The hardest challenge was the one on "r-e-s-p-e-c-t." I'll admit that this is not a lesson I ever learned too well. I'm still trying to (re)teach myself the definition of this word. Not only do I want my husband to feel respected, but I also want my child to learn how to demonstrate respect by my example. Interestingly, in talking with my husband about this topic I discovered that we have different ideas on what constitutes respect or disrespect. It was so helpful to learn what behaviors/actions where most important to him in regard to this topic. While I'll probably maintain my list as well, I can now also try to focus on the ones he feels are most important.
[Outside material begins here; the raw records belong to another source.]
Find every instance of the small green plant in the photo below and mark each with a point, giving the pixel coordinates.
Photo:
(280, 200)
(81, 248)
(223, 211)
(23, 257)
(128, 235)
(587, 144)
Another challenge was to "kiss him like you mean it." I'm a believer in showing affection in marriage! I enjoy seeing married couples who still hug and kiss and are generally affectionate with one another. Marriage should show love not co-existence between individuals. So, this challenge wasn't much of a "challenge" for me! I enjoy showing affection and kissing my husband!
The final challenge of "assess your marriage" is one that simply comes naturally to me. I tend to be a rather reflective person, and am in constant "assessment" mode. I'm grateful to be able to say that our marriage is stronger now than it was in the beginning of the year. It took a bit of a hit from the stress and exhaustion of our son's premature arrival and then issues with lactose overload. Phew! We're finally feeling much more settled and enjoying this new season!
Spend time thanking God for the area that was least
difficult for you. Also, ask Him to grant you strength, energy and creativity to work on the area
that is the hardest in your marriage right now.
*Note: Reviving Homemaking is not an affiliate of www.womenlivingwell.org or the publishing companies (Thomas Nelson & HarperCollins Christian Publishing). No compensation has been received by either of these entities for the review of the book. All opinions are my own.